I was then able to connect a Linux agent, sign its certificate, and apply a 
simple manifest to it (write a file with the IP). I got a few errors about 
the agent not being able to retrieve pluginfacts and plugins, but the 
operation succeeded. 

This was a very simple proof of concept, but it did give me confidence that 
the main parts of puppet master work on Windows (signing certificates, 
compiling manifests, etc). There is still a ton of work to get everything 
working reliably, but is good to know that the main pieces are in place. I 
will definitely follow up with you if we decide to go this route.

Thanks for the help,

Alejandro del Castillo

On Monday, January 5, 2015 11:56:00 AM UTC-6, Chris Price wrote:
>
> On Monday, December 29, 2014 1:52:41 PM UTC-8, Alejandro del Castillo 
> wrote:
>>
>> Hello,
>>
>> We are looking at the different options out there to build a System 
>> Management solution for embedded systems. I am encouraged by the fact that 
>> puppet support opkg and it's already in use by OpenWRT (we build our own 
>> distribution, but it's opkg-based). Digging/experimenting around with 
>> puppet, it looks like it can do most of what we want. We would need to 
>> write several modules, custom UI, etc, but it looks doable. The only 
>> problem is that we absolutely must have Windows support for the host. That 
>> is a deal breaker requirement, as many of our customers (unfortunately) 
>> will expect Windows on the server side.
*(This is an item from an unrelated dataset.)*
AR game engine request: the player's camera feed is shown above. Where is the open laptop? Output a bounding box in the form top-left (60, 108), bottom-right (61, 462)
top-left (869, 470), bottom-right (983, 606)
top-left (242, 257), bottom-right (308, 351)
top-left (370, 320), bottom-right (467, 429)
As I am looking at options, I would 
>> like to understand what would be the effort for the Windows port of the 
>> server side components (at least puppet master, hiera, possibly puppetDB). 
>> I do get that this is not a priority for the community and do understand 
>> that if we take this approach, we would be maintaining the Windows server 
>> side, which is something that is on the table for us. 
>>
>>
>  Alejandro,
>
> Puppet Server and PuppetDB both run on the JVM, so, theoretically they 
> might "Just Work" on Windows.  We don't provide packaging, so you'd 
> probably need to just try running them from source. 
>
> Both projects have docs on how to run from source:
>
> https://docs.puppetlabs.com/puppetserver/1.0/dev_running_from_source.html
> https://docs.puppetlabs.com/puppetdb/latest/install_from_source.html
>
> Hiera, to some degree, is a kind of plugin that runs inside the server, so 
> it should work fine with Puppet Server.
>
> I'm not aware of any efforts to run these apps on Windows, so, your 
> mileage may vary... and I'm not aware of it being on our product roadmap to 
> provide official support for Windows on the server-side.  That said, I'm 
> not aware of any reason why it *shouldn't* work, so would be interested to 
> hear about your results if you decide to try it.